Wie ein dem Gegenständlichen verpflichteter Fels stand er jahrzehntelang in der Brandung der österreichischen Abstraktionsbewegung, trotzdem feiert er nun ein dreiviertel Jahrhundert: Alfred Hrdlicka. Mit markanten Sprüchen und provokanten Kunstwerken zog der Bildhauer, Grafiker und Maler gegen die Verfehlungen der Ungegenständlichkeit zu Felde. In einer Hommage an Albers' Quadrate bezog er das "Öl" nicht auf die Technik der Bilder, Öl auf Leinwand, sondern auf den Zustand des Malers, der beim Schaffen wohl "im Öle" gewesen sein muss. Auch anderen ging es nicht besser.

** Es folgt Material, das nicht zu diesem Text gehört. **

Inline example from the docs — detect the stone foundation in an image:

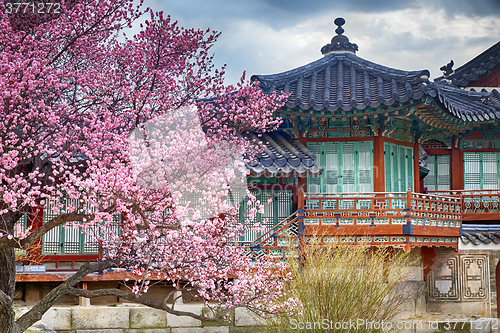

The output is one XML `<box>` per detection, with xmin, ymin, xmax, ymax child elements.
<box><xmin>17</xmin><ymin>304</ymin><xmax>263</xmax><ymax>333</ymax></box>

Eine ähnliche Verbindung baut er zwischen Duchamp und dessen "Kunstwerk", dem "Flaschentrockner": "Denn im Grunde meines Herzens und ohne weiteren Vorbehalt konzediere ich es jedem Flaschentrockner, sich zur Hebung seiner gesellschaftlichen Reputation Kunstwerk' auf die Visitenkarte drucken zu lassen, und jeder Flasche, Künstler zu sein".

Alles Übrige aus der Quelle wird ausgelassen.